The authors then explore why E31 is uniquely effective. Using four independent pKa prediction methods (PROPKA, H++, MCCE, DelPhi), they calculate the pKa values of all 52 ionizable residues in CaM. Only E31 shows a pronounced shift in its protonation state within the physiological pH range (≈6.5–7.5). At lower pH, E31 is largely neutral, reducing electrostatic repulsion and rendering the protein more rigid; the extended conformation is favored. Near neutral pH, E31 becomes negatively charged, altering the electrostatic landscape of the flexible linker that connects the two lobes. This charge change promotes attractive interactions that pull the lobes together, facilitating the twist‑bend motion toward the compact state. The computational findings align with fluorescence resonance energy transfer (FRET) experiments that report a shift toward more compact CaM conformations as pH decreases, as well as with mutagenesis and proteolysis studies that highlight the functional relevance of E31.
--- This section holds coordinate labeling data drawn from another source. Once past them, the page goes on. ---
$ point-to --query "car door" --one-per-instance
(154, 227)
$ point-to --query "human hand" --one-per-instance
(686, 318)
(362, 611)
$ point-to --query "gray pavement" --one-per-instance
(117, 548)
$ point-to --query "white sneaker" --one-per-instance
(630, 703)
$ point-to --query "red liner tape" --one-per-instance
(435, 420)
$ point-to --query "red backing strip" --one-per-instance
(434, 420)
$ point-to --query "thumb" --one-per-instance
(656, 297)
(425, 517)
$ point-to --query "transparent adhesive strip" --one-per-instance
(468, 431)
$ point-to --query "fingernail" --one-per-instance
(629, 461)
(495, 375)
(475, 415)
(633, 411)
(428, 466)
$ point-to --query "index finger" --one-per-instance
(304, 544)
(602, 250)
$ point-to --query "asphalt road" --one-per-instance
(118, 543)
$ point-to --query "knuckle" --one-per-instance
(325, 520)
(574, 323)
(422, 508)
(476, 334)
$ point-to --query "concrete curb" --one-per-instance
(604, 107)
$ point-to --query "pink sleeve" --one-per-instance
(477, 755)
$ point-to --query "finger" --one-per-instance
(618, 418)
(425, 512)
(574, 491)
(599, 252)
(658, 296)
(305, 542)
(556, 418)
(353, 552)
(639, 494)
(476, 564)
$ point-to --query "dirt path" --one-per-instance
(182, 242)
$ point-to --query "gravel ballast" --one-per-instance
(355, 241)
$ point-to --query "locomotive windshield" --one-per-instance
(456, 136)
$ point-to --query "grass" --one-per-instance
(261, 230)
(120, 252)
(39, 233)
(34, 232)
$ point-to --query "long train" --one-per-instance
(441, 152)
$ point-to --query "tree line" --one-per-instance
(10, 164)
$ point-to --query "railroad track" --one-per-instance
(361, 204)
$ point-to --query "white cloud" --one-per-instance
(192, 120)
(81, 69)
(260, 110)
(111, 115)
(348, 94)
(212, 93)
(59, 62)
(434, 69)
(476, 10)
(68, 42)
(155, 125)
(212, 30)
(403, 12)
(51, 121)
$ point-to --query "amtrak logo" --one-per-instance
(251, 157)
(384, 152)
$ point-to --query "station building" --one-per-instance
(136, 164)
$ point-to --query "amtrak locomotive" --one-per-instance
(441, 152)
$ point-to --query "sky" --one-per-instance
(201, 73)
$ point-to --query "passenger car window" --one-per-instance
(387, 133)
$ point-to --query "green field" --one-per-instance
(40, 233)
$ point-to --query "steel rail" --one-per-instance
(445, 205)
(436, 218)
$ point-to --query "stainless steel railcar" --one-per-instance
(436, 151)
To further simplify the picture, the authors reduce CaM to a two‑degree‑of‑freedom model representing the twist and bend of the lobes. Even in this coarse‑grained representation, a single perturbation at the E31 position reproduces the global conformational shift, underscoring that a localized electrostatic perturbation can be transduced through the flexible linker to drive a large‑scale structural rearrangement.

The study concludes that (1) CaM’s conformational landscape is dominated by a low‑dimensional twist‑bend motion of its two lobes; (2) PRS combined with MD provides a powerful framework for identifying single‑residue “allosteric hotspots” that can control such motions; and (3) the pH‑sensitive protonation of E31 acts as a molecular switch that modulates CaM’s flexibility and its ability to adopt multiple functional conformations. These insights deepen our molecular understanding of how subtle environmental cues, such as pH fluctuations, can regulate calcium signaling pathways through calmodulin.